入了縣城,他沒有直接打聽景陽岡所在,反倒在酒樓之中聽取風土人情,酒樓名為鴛鴦樓,裝飾在他眼中很是一般,不過勝在乾淨,人流量大,正適合聽東西。

北地與南地不同,性情豪放敢說敢言,府衙趣事、市井黑話、家長裡短,所談無所不包,他靜靜的聽著,然後在腦海整理,對這個地方形成一個大概的輪廓。

“公子,可要些上好的梨嚐嚐,不是自吹,我鄆哥的梨出了名的又脆又甜。”

這時節水果精貴,很少有人吃的起,和樂樓倒也卻缺不到,不過這段時日太過忙碌,此刻被問起還真有些想念,取出一些碎銀子:“拿一些吧。”

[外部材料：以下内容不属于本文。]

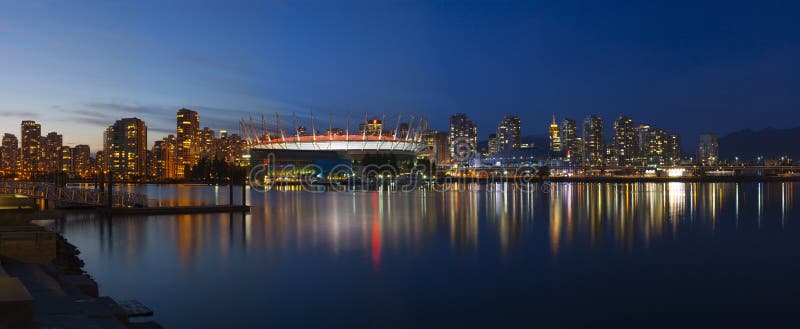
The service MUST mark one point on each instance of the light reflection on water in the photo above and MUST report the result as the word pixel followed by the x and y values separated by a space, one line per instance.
pixel 384 250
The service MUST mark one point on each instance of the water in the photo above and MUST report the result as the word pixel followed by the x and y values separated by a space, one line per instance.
pixel 635 255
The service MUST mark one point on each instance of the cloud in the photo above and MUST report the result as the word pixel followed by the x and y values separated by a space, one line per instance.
pixel 19 114
pixel 128 109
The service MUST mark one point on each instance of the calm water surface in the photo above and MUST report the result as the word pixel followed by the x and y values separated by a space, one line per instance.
pixel 672 254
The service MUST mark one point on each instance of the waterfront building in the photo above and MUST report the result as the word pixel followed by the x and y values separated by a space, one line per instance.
pixel 10 154
pixel 81 160
pixel 207 137
pixel 593 141
pixel 657 147
pixel 54 142
pixel 301 131
pixel 463 139
pixel 67 166
pixel 622 149
pixel 232 149
pixel 569 140
pixel 370 153
pixel 708 149
pixel 30 151
pixel 674 155
pixel 125 148
pixel 508 133
pixel 641 138
pixel 494 144
pixel 555 136
pixel 164 157
pixel 188 141
pixel 372 127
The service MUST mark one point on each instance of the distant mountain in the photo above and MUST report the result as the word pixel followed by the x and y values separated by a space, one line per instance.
pixel 769 142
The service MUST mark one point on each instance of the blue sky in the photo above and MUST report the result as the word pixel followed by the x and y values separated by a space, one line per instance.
pixel 685 66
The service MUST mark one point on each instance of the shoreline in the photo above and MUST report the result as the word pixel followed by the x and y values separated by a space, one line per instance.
pixel 64 295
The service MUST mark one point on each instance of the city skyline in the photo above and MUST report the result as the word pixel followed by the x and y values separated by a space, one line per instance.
pixel 122 60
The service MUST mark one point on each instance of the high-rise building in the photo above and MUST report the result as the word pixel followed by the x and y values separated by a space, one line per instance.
pixel 207 137
pixel 463 139
pixel 708 150
pixel 82 160
pixel 52 152
pixel 593 141
pixel 494 144
pixel 641 147
pixel 622 145
pixel 125 148
pixel 187 153
pixel 569 139
pixel 555 136
pixel 67 165
pixel 10 154
pixel 674 155
pixel 30 150
pixel 164 157
pixel 508 135
pixel 657 147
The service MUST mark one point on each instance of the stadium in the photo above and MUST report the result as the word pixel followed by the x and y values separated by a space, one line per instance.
pixel 335 153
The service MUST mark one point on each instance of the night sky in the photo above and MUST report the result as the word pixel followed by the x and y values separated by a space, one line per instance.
pixel 686 67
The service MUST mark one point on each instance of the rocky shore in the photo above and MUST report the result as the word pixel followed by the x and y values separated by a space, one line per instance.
pixel 63 295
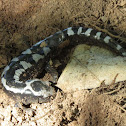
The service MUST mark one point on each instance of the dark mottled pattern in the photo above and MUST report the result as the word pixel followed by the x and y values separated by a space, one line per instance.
pixel 33 60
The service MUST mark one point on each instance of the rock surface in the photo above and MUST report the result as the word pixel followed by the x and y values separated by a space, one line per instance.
pixel 89 66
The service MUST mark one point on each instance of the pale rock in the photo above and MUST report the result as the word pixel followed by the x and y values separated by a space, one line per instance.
pixel 89 66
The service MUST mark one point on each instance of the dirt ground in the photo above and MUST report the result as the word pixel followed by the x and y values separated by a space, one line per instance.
pixel 23 23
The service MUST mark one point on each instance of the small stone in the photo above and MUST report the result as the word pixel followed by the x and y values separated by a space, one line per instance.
pixel 90 66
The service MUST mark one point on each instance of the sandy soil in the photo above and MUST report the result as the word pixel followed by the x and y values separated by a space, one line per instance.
pixel 24 23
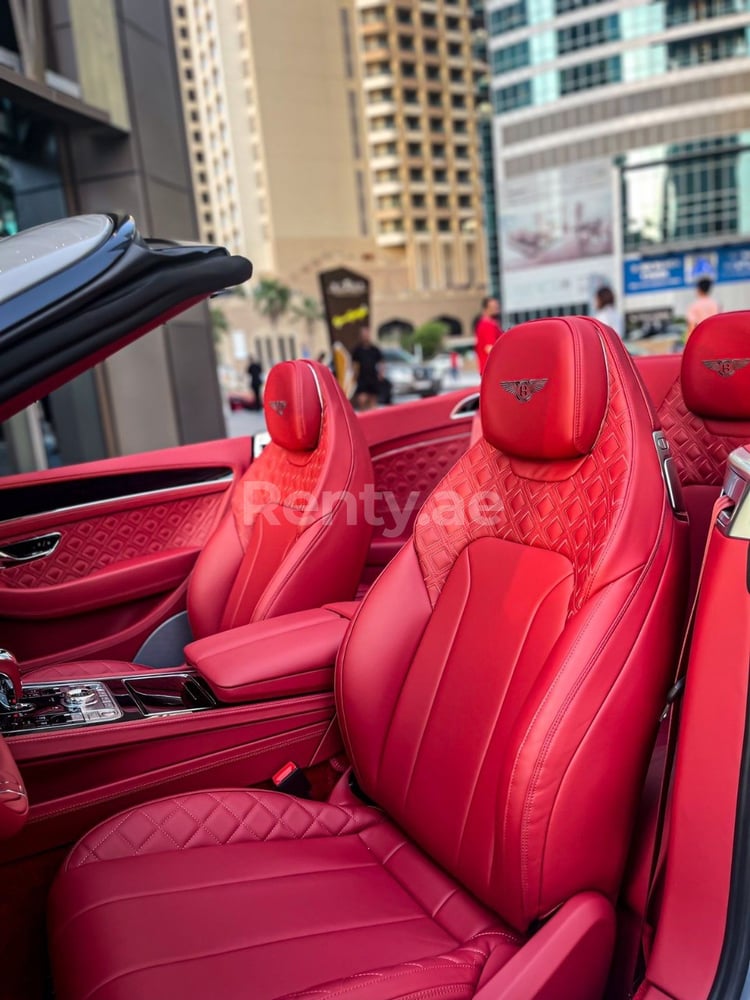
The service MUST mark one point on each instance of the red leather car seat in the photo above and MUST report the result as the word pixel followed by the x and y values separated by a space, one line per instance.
pixel 497 693
pixel 704 410
pixel 296 536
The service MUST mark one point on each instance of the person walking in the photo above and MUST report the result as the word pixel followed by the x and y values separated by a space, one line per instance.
pixel 607 313
pixel 255 375
pixel 487 330
pixel 702 306
pixel 368 368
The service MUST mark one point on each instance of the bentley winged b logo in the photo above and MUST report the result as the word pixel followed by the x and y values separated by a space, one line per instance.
pixel 523 389
pixel 726 367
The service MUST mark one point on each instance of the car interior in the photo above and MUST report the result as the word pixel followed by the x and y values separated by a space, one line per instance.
pixel 376 710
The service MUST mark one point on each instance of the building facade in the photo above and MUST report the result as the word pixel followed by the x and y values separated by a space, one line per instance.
pixel 621 139
pixel 326 134
pixel 90 122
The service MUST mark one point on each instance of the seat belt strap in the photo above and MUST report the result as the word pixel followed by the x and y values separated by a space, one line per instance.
pixel 670 714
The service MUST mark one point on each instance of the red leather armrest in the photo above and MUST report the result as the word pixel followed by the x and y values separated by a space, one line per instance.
pixel 277 658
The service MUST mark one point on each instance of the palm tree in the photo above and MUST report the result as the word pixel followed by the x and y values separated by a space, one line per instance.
pixel 306 308
pixel 272 298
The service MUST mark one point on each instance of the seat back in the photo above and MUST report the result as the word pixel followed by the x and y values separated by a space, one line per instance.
pixel 297 536
pixel 704 410
pixel 501 684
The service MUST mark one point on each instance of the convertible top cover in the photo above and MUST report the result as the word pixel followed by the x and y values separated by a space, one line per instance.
pixel 74 291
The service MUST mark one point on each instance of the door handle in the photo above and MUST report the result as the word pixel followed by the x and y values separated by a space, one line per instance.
pixel 29 549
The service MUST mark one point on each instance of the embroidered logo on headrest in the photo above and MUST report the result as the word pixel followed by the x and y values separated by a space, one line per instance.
pixel 725 367
pixel 524 388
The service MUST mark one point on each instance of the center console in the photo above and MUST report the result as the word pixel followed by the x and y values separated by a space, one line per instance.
pixel 65 704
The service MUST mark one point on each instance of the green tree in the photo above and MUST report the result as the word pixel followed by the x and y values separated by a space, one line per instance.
pixel 429 336
pixel 272 298
pixel 306 308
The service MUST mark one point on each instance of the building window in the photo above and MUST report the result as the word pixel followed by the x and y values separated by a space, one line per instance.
pixel 511 57
pixel 504 19
pixel 584 76
pixel 696 194
pixel 517 95
pixel 563 6
pixel 354 124
pixel 425 267
pixel 588 33
pixel 707 48
pixel 470 252
pixel 448 275
pixel 346 39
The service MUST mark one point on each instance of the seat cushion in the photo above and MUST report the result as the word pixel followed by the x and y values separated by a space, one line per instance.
pixel 238 893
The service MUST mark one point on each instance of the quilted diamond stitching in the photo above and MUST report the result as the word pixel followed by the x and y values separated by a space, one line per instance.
pixel 205 819
pixel 573 517
pixel 700 456
pixel 100 541
pixel 415 469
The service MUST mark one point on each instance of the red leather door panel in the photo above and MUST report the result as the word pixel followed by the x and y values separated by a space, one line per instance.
pixel 123 558
pixel 412 446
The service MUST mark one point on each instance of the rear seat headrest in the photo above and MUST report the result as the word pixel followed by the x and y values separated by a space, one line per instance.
pixel 544 391
pixel 293 406
pixel 716 368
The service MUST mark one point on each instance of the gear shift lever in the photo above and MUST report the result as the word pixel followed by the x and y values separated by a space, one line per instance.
pixel 10 681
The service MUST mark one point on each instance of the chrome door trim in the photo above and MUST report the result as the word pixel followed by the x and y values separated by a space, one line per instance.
pixel 164 491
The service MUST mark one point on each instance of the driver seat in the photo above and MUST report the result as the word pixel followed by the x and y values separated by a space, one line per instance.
pixel 296 536
pixel 498 691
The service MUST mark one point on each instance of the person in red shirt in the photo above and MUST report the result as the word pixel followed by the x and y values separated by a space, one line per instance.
pixel 487 330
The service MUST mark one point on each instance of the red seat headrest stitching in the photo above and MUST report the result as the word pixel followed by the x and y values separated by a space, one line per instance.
pixel 716 368
pixel 544 390
pixel 293 406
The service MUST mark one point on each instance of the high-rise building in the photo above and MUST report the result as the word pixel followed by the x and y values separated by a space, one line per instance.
pixel 90 122
pixel 339 132
pixel 622 140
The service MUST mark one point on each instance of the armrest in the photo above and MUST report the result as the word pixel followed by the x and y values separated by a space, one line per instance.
pixel 278 658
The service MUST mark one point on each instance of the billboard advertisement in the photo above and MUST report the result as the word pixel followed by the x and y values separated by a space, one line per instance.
pixel 558 215
pixel 346 299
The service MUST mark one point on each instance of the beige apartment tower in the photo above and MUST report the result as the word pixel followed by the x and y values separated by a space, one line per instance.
pixel 328 133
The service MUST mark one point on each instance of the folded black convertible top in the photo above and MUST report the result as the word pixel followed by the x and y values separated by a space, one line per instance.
pixel 74 291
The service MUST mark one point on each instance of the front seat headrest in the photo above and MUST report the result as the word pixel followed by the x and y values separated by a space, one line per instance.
pixel 715 372
pixel 293 406
pixel 544 390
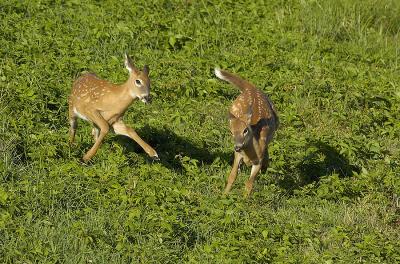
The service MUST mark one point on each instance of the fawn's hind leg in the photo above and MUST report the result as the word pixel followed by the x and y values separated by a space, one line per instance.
pixel 73 123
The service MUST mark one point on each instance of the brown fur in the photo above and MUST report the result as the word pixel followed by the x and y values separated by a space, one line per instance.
pixel 103 104
pixel 253 121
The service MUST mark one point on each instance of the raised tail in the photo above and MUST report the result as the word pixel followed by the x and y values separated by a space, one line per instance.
pixel 233 79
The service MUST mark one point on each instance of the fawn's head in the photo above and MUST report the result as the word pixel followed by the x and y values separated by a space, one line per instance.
pixel 141 82
pixel 241 130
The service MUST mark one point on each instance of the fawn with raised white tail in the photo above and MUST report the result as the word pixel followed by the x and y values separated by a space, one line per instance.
pixel 253 121
pixel 103 104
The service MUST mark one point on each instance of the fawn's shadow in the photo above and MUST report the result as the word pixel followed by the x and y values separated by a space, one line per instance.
pixel 171 147
pixel 321 160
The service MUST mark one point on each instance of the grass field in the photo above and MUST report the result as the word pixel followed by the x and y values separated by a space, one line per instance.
pixel 330 195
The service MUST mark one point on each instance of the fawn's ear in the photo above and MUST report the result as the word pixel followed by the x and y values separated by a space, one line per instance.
pixel 129 64
pixel 249 114
pixel 146 70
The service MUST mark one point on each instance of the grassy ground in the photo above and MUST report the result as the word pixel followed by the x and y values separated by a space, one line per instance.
pixel 331 194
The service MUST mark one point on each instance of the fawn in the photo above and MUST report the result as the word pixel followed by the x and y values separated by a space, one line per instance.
pixel 253 121
pixel 103 104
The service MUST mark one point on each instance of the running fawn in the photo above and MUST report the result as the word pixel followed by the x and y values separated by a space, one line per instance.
pixel 253 121
pixel 103 104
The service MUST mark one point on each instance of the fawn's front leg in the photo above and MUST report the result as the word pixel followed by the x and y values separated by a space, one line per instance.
pixel 262 153
pixel 234 171
pixel 104 127
pixel 121 129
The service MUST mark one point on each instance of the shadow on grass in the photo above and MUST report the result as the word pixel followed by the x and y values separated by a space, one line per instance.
pixel 170 147
pixel 323 160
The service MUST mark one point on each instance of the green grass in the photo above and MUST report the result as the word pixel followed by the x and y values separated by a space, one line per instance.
pixel 331 194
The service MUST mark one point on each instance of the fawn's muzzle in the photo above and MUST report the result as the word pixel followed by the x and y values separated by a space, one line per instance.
pixel 146 99
pixel 238 148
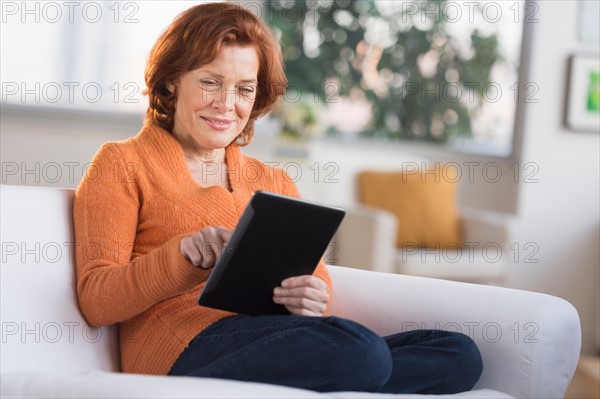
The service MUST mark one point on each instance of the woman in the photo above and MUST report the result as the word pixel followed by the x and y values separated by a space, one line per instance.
pixel 153 215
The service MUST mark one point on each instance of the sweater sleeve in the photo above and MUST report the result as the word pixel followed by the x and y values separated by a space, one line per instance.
pixel 289 188
pixel 111 286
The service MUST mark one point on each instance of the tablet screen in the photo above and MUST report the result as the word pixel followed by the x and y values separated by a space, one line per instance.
pixel 277 237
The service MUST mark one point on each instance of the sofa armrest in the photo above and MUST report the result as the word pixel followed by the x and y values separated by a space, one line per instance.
pixel 366 240
pixel 529 342
pixel 485 227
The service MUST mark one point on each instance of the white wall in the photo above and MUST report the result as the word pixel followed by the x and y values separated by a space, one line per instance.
pixel 559 214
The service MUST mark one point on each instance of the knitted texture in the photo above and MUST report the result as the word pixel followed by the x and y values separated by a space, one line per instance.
pixel 133 206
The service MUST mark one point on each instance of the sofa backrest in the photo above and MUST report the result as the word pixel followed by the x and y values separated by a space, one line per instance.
pixel 43 329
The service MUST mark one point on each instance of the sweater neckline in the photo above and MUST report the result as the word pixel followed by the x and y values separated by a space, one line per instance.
pixel 171 155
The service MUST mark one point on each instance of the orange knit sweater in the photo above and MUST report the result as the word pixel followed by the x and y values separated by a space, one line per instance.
pixel 135 203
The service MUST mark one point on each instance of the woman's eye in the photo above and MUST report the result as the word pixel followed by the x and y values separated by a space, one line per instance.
pixel 209 84
pixel 248 91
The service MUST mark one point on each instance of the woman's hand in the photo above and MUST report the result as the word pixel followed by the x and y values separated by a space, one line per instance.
pixel 204 247
pixel 303 295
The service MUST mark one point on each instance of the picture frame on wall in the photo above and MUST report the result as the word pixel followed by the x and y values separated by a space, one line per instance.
pixel 583 101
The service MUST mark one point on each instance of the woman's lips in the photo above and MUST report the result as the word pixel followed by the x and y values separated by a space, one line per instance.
pixel 218 124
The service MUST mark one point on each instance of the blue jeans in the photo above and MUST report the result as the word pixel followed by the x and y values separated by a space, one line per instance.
pixel 331 354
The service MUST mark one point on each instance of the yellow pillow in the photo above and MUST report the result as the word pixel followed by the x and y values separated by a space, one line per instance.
pixel 426 209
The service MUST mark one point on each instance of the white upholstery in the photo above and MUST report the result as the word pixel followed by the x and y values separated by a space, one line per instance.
pixel 367 240
pixel 529 342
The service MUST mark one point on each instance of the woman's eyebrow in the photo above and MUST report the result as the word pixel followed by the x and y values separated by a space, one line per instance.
pixel 219 76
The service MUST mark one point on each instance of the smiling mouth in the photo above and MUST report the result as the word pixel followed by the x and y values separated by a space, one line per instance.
pixel 218 123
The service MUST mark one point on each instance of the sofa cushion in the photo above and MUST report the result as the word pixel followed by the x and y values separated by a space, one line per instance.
pixel 112 385
pixel 42 327
pixel 423 202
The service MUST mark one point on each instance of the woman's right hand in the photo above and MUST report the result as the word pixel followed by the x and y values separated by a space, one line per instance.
pixel 204 247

名為鄆哥的賣梨人擦拭好放在桌上,數量還真的不少,七娘取過以茶水仔仔細細的清洗,然後在鄆哥目瞪口呆的注視下柴安接過咬了一口。

做了這麼多事可從始至終這對夫妻都沒有瞧他一眼,起初心底還以為被看不起了,但當柴安咬下一口後目光瞧向他,嘴角露出淡淡的笑意,和善溫潤:“很甜,不錯。”

鄆哥臉上充滿了歡喜,不斷的點頭弓腰,而得益柴安的做法與言辭,酒樓裡其他不少客人都買來品嚐,原本賣的極慢的水果竟轉眼銷售一空。

“多謝公子。”

面對過來的道謝,柴安輕輕擺手,鄆哥識相的告退,忽然又折轉回來,站在一旁欲言又止。

柴安自顧自的把所有菜式都品嚐了一番,直到七娘拉扯他才抬起頭:“還有事情嗎?”

“公子,你吃過武大郎炊餅嗎?”鄆哥目光露出一絲希冀,不斷的說著好話,一個炊餅被他說的好像是精緻的藝術品。

柴安第一次正眼打量起眼前的賣梨人,年歲不大約莫十五六,生的乖覺,眼睛裡透著一股子靈性,不過最讓柴安看重的還是他對武大的情義。

後世見慣了各路推銷員,能言會道甚至厚著臉皮喋喋不休的並不乏,可如眼前這個幫著別人推銷的還真不多見。

沒有打斷他,柴安靜靜的傾聽,直到少年說得口乾舌燥停下來才笑道:“那就來幾個吧。”

“多謝公子。”鄆哥連連作揖,而後跑到欄邊,衝著樓外揮手大喊:“大郎這裡這裡。”

“好兄弟,何事?”

“樓裡的公子要炊餅,快些上來。”

樓外響起了叫賣之聲以及急促的腳步聲,柴安忽得想起了一件事,少年方才說的好像是武大郎炊餅?

莫不是這般巧,來陽穀的第一天就碰到了武松的兄長,他的面容頓時古怪起來。